Grande has weathered tragedy and heartbreak in the public eye since her teenage years, including the death of her former boyfriend Mac Miller and the Manchester bombing that killed 22 fans at one of her concerts in 2017. She’s touched on these devastating events on past lyrics, but Eternal Sunshine marks the moment it all caught up to her. She’s spoken about the astrological concept of her Saturn return as making these challenges impossible to deny; Grande joins a long lineage of musicians, from Gwen Stefani to SZA, who have created music in the wake of this stultifying cosmic event, and the conceptually dazzling show’s 23-song setlist leaned heavily on cuts from the album. The show felt especially momentous given that Grande hadn’t been on tour since 2019, wherein she has since starred in two back-to-back Wicked films and judged The Voice.

But it wouldn’t be Grande if she didn’t inject a little of her characteristic cheekiness into deeper musings. Fittingly, Grande began her show at Los Angeles’s Crypto.com Arena with a theatrical curtain drop to Yes, And?, a strutting dismissal of rumors about who she has chosen to be by her side. (Following her separation in 2023, Grande became a tabloid punching bag when she began dating her Wicked co-star Ethan Slater; they have since broken up.) Surrounded by a cadre of dancers, mic in hand, Grande doubled down on the song’s unbothered ethos with shoulder shimmies and hand flicks. Soon she unleashed the first of several whistle notes she hit this evening – as though reminding adversaries that she possesses an unmatched gift, that four-octave range.

Woman sings with dancers, pink lighting filling the stage
Ariana Grande performs at Oakland Arena in California on 6 June. Photograph: Katia Temkin

The show’s first act underscored this unbothered attitude by launching into horny cuts including Positions, a winking song about a relationship that sees her “jumpin’ through hoops” to make someone happy that also acts as a double entendre about boudoir romps. She donned bunny ears – also seen on many fans throughout the arena – and a saucy whip routine for her subversive take on the R&B classic The Boy is Mine that sees her not battling it out with another woman for a man, but rather manifesting a romance as her girls support her.
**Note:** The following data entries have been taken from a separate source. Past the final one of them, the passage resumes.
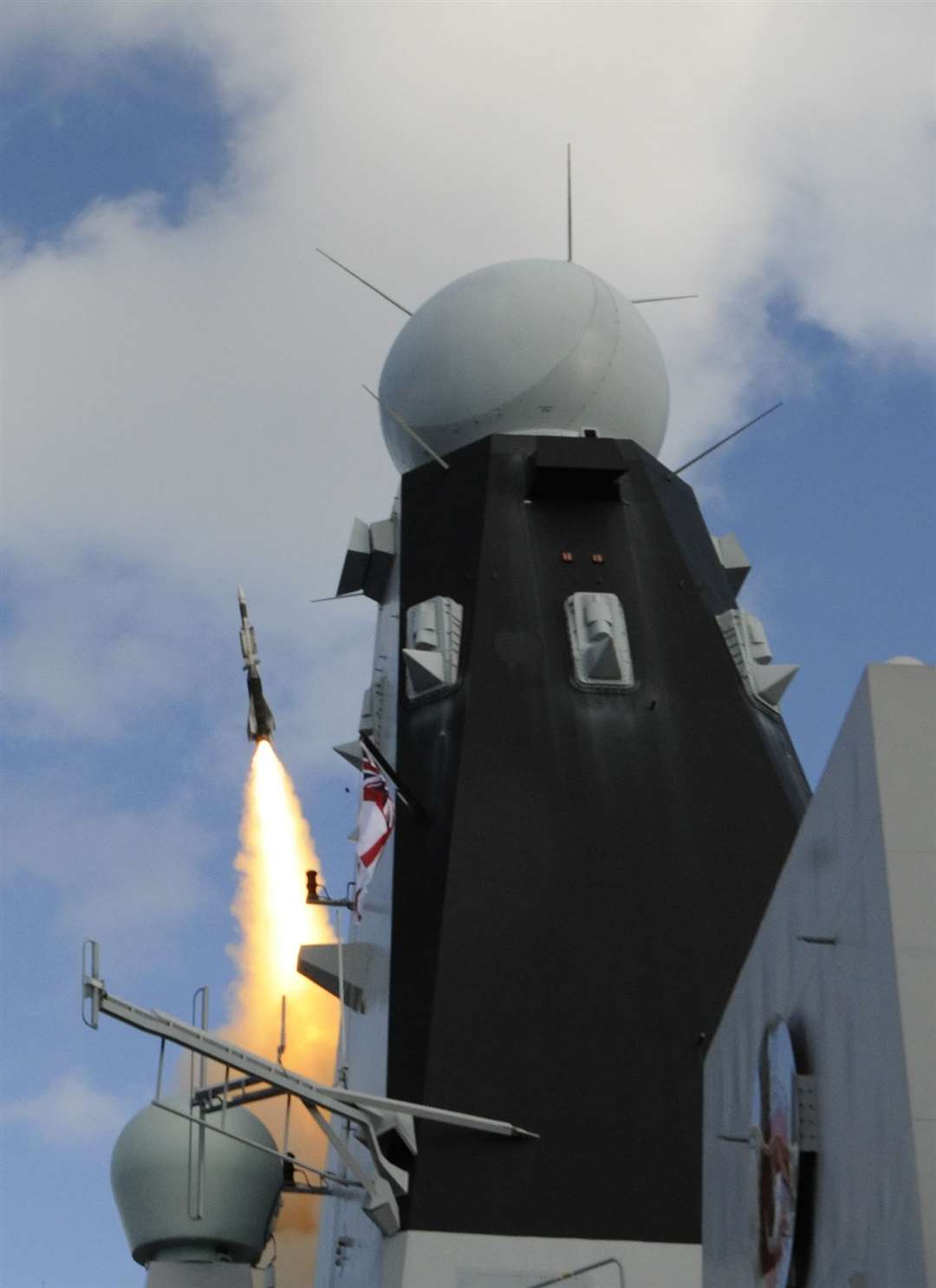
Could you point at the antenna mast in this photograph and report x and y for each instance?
(568, 198)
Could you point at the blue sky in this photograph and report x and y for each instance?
(185, 413)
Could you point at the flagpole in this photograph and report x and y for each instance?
(342, 1055)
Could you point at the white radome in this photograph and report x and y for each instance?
(150, 1176)
(532, 345)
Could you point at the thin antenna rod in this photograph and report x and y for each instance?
(408, 428)
(365, 283)
(660, 299)
(281, 1049)
(568, 195)
(726, 439)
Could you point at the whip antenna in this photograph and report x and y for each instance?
(568, 196)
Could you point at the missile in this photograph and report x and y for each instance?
(260, 723)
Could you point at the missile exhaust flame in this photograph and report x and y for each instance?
(275, 920)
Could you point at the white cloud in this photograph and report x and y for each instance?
(191, 395)
(68, 1112)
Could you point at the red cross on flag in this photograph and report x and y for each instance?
(375, 824)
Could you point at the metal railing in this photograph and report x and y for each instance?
(583, 1270)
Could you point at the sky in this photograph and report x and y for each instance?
(182, 413)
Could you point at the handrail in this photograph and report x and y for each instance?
(582, 1270)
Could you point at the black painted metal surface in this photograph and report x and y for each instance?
(570, 914)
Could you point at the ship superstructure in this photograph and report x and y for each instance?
(604, 789)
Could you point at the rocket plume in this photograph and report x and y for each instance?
(276, 851)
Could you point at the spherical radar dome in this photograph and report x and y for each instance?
(150, 1173)
(532, 345)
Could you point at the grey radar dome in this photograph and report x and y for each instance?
(150, 1173)
(533, 345)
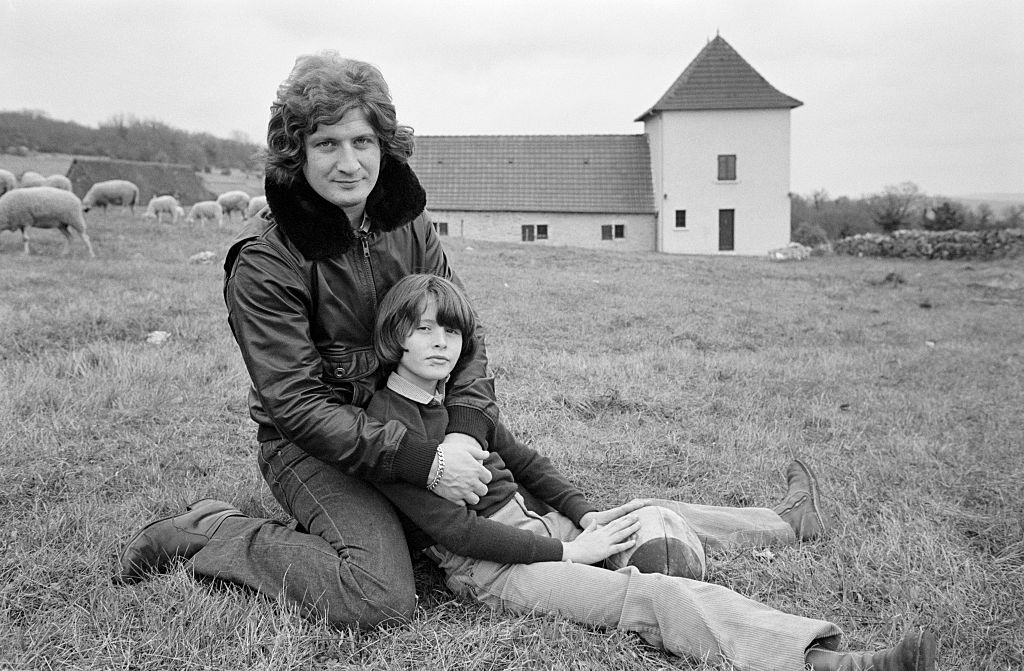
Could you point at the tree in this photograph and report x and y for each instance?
(894, 207)
(945, 217)
(1013, 216)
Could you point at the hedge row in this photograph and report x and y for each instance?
(936, 244)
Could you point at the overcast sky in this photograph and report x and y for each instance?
(930, 91)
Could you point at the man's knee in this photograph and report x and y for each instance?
(373, 602)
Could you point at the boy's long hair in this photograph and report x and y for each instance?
(399, 312)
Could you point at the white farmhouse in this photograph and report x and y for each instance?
(709, 175)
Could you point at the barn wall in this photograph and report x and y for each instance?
(563, 228)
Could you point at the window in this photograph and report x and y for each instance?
(727, 167)
(609, 232)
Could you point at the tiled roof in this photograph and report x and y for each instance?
(720, 79)
(536, 173)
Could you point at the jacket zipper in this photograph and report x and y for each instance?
(365, 240)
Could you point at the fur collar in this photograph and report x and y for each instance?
(318, 228)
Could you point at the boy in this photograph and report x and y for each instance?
(502, 553)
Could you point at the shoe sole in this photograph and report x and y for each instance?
(123, 579)
(815, 499)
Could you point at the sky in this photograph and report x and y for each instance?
(928, 91)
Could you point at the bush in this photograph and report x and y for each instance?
(810, 235)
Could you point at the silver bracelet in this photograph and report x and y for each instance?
(440, 471)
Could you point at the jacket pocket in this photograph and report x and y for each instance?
(351, 374)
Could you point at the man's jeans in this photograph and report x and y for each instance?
(352, 567)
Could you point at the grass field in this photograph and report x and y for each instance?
(694, 378)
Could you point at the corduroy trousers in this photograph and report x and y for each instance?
(688, 618)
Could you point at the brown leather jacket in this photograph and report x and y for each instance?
(302, 290)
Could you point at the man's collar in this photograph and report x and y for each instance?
(403, 387)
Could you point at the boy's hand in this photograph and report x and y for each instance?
(465, 479)
(605, 516)
(597, 543)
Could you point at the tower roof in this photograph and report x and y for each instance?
(720, 79)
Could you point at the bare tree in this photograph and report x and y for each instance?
(894, 207)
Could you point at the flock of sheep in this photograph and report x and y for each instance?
(49, 203)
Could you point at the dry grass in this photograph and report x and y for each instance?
(640, 374)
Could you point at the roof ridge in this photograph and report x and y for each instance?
(720, 79)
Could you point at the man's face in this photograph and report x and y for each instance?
(343, 161)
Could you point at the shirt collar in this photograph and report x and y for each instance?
(403, 387)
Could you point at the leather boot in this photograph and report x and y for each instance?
(153, 548)
(802, 508)
(914, 653)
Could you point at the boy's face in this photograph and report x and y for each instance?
(431, 350)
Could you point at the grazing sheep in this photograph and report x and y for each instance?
(164, 204)
(30, 178)
(255, 205)
(233, 200)
(43, 207)
(112, 192)
(206, 210)
(7, 181)
(58, 181)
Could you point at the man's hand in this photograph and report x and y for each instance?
(605, 516)
(600, 542)
(465, 479)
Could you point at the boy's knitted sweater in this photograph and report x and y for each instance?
(466, 531)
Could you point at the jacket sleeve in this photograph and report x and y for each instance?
(465, 533)
(470, 392)
(268, 309)
(539, 475)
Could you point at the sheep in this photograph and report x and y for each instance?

Even the show’s most poignant moment, with Grande standing alone on the center stage with a digital looping station and a microphone, featured her layering her spine-jolting vocals on top of one another, repeating a phrase from Eternal Sunshine’s title track for several minutes before launching into the full song: “I don’t care what people say.”

In visuals projected over the screens in between acts, Grande walked through a creepy, flooded house, looking at another version of herself hooked up to a memory-clearing machine. As the show progressed, Grande came to see this not as a gift but its own curse, and trashed the computer. Paralleling this whiplash, the tightly sequenced show featured a mid-section with some of Grande’s more introspective numbers, including a scintillating Safety Net (a song about being terrified of the ultimate unknown: falling in love) before bounding into the club, with back-to-back-to-back anthems One Last Time, Rain on Me and Break Free. But her rendition of Dangerous Woman, during which she dragged a mic stand like a sinuous jazz diva, was the emotional peak of the night with Grande unleashing her pipes on various gobsmacking vocal runs.

After running through much of Eternal Sunshine, many of her most beloved smashes, and the moody Hate That I Made You Love Me from her forthcoming album Petal, Grande closed the show by being beamed up into light-strewn rafters, showing it’s possible to endure so much and still find a way to way to end on a high note.